Through our work with over 1,750 young adults, we have seen how purposeful and driven they can be in giving back to their communities when they are given meaningful and accessible opportunities to do so. We have long advocated for greater recognition of the value in young people doing a national community service year, supporting charities to tackle our nation’s most pressing challenges and for 15 years, we have served as an ‘action tank’ for how it can work in the education sector.
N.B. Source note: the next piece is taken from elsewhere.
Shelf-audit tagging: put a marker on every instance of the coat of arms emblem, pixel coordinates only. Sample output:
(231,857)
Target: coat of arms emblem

For the last three years, City Year UK has been part of and helped to shape the UK Year of Service pilot, along with the NCS Trust and 13 other national charities. Our collective mission is to unlock the power of the next generation to help solve some of our toughest post-pandemic challenges, putting them into positions of paid work, while helping communities where the needs are the greatest. To date, more than 300 young people have benefitted from the experience and progressed into further education, employment or training after their service.

 

 

As we see it, the key ingredients of a successful national service scheme are:

  • Long-term, full-time opportunities, so that young people can immerse themselves in community service, see their impact day-to-day and longer-term, grow professionally themselves, and develop as our leaders of tomorrow.
  • Clear focus on the triple bottom line, where the impact on those who serve, the communities they serve, and society are measured.
  • Paying a living wage rather than just volunteer expenses in order to ensure the opportunities are accessible to all, not only to those who can afford them.
  • Finding innovative ways of funding this critical work, such as giving businesses a bit more flexibility in how they use their un-utilised Apprenticeship Levy funds to enable a programme of national community service to be delivered without any extra public cost and give businesses a stake in helping to up-skill the UK’s future workforce.

We know that our young people have the drive, determination and desire to make a big difference in the world, if they are given the right opportunities to do so. We believe that a successful approach will offer a framework which provides meaningful and purposeful chances to give-back, and accessibility for every young person to participate.